From Our Editors
Arro: A User’s Guide
- Hors d'oeuvre: Chef’s Board with pickled egg, pork rillette, pâté, multiple cheeses, and baguette
- Salad: lyonnaise salad with poached egg, croutons, frisée, and lardons
- Soup: lobster bisque with creme fraîche and caviar
- Main: croque-monsieur with Parisian ham, béchamel, gruyère, and greens
Dessert: dark-chocolate pot de crème with coffee crème fraîche, espresso crumble, dried cherries, and cocoa-nib tuile
Don’t Skip Dessert. Pastry Chef Mary Catherine Curren—who happens to be married to partner/Executive Andrew Curren—and her team craft traditional and seasonal dishes onsite each day.
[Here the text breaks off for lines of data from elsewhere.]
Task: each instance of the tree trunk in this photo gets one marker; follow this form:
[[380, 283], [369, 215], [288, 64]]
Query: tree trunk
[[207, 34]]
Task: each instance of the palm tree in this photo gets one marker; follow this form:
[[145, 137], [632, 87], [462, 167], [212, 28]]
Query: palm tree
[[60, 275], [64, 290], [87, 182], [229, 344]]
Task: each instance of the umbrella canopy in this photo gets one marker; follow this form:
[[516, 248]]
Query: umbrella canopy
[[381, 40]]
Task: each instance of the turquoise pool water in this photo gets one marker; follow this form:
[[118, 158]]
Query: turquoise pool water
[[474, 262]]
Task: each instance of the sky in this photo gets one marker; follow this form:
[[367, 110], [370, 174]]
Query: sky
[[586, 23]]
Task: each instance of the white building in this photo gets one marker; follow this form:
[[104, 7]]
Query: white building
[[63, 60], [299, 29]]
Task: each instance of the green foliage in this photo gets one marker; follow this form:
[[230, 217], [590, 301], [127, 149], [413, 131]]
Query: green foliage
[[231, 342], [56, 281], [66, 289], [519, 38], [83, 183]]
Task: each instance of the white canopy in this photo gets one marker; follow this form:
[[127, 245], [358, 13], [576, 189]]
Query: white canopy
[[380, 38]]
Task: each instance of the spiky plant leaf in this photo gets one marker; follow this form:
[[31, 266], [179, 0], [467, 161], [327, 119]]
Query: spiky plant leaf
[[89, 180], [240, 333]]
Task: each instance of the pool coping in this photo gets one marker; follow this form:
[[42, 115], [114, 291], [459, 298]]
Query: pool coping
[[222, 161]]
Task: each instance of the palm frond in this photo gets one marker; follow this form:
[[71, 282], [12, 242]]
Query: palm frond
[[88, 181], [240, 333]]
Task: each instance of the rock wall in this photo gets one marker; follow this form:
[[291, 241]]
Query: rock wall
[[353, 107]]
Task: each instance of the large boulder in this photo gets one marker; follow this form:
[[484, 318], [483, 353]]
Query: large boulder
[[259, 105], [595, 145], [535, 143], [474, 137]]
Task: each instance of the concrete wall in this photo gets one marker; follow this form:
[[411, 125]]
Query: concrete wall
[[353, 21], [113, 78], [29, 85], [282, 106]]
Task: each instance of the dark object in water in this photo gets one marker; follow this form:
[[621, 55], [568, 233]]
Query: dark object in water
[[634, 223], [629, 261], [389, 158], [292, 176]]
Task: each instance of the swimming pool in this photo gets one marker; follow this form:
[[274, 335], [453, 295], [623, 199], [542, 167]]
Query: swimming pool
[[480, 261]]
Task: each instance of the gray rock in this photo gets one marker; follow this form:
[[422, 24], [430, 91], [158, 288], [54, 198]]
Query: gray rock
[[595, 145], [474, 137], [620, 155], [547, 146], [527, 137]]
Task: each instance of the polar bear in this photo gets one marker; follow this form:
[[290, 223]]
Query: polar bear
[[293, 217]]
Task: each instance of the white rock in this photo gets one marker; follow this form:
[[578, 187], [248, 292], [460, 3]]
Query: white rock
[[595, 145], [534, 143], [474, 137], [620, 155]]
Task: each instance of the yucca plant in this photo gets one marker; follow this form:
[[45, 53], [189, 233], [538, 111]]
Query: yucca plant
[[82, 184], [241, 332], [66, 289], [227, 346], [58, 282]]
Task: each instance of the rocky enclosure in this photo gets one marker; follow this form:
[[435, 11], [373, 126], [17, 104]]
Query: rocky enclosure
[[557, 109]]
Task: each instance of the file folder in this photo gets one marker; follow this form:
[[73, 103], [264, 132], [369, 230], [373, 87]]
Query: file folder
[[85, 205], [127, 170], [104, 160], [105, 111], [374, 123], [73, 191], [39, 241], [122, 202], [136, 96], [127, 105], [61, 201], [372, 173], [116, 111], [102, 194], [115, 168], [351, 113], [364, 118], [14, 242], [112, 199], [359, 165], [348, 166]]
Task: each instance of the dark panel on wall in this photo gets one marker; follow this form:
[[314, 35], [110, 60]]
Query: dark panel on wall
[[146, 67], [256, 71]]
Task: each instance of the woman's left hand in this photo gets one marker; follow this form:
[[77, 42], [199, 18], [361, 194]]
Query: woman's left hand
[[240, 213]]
After describing a dessert selection including “rich rosewater profiteroles, dark chocolate pot de crème and a cookie array featuring a peach Linzer for the ages,” Austin Monthly declared, “Pastry Chef Mary Catherine Curren clearly loves her work.”
- The bread arrives fresh-baked each day from Easy Tiger, located about a mile away. Not surprising, considering Arro is the latest addition to the ELM Restaurant Group, the folks behind 24 Diner and Easy Tiger.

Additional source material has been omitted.